The Difference between Utility, Design, and Plant Patents

Intellectual property is generally separated into different categories including patents, copyrights, trademarks, and trade secrets. U.S. patent law further divides patents into three different types: utility, design, and plant patents. Each type of patent serves a similar purpose of spurring innovation while protecting the ideas of inventors for a limited time. However, each type of patent covers distinct concepts of functionality, design, and botany.

Utility patents

Utility patents are the most common type of patent and are generally what people understand when they think of patents. A utility patent covers new and useful processes, machines, manufactures, formulas, compositions of matter, or new and useful improvements in any of these categories of inventions. Applicants who are granted a patent on their inventions may exclude others from making, selling, or using the invention for up to twenty years from the application filing date. 

Utility patent applications may be further broken down into two types – provisional and non-provisional. Provisional patent applications act as a placeholder to ensure priority before a complete non-provisional application can be filed, no more than one year later. As such, provisional patent applications are cheaper to prepare and file, but are not evaluated for patentability and do not afford patent protection without the subsequent filing of a non-provisional application. However, even the filing of a provisional application allows the applicant to mark their products with “patent pending.” 

Utility patents are generally more expensive than design or plant patents. For example, filing fees are greater for utility applications. Attorney’s fees are generally higher due to the increased complexity in the drafting and prosecution of the application. Furthermore, unlike design or plant patents, utility patents require maintenance fees to remain valid over the course of their enforceable term. However, utility patents generally provide broader protection than the other types of patents and may prove to be extremely valuable in preventing competitors from profiting off your hard-earned innovation. 

Design patents

As the name suggests, a design patent differs from a utility patent primarily in that it covers the ornamental design of an article instead of its functionality. Design patents also differ in the length of protection. A design patent provides protection for fifteen years from the issue date, rather than the utility patent’s twenty-year term from the filing date. However, similar to utility patents, the rights granted to the patent owner include preventing others from making, selling, or using the design without permission.

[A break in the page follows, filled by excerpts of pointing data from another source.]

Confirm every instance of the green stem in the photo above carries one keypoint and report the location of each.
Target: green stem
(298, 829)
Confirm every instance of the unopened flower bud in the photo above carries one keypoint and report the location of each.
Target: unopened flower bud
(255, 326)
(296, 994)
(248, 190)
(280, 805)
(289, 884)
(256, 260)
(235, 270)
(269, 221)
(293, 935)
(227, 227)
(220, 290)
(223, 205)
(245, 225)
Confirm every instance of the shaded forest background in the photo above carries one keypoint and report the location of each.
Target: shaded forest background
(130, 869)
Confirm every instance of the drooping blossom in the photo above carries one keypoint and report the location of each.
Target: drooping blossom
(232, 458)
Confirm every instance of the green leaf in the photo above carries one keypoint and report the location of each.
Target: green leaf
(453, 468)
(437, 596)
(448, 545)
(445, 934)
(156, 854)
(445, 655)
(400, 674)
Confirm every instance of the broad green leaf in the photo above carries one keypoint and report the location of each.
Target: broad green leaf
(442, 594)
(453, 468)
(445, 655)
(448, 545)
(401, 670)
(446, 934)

A design patent application is usually granted much faster than a utility application. While it may take more than 18 months to begin examination before the patent office on a utility patent application, a design patent may be examined, allowed, and issued in that same amount of time. This is likely due to the lower number of design applications and the lower complexity involved in evaluating the patentability of a design. A design patent is mostly comprised of illustrations with the examined claims of the design patent comprising the illustrations themselves. No written specification describing how the design works is necessary and no functionality is required. Purely functional designs cannot be protected through a design patent. If functionality is an element of a design, then the functionality should be described and claimed in a utility patent. 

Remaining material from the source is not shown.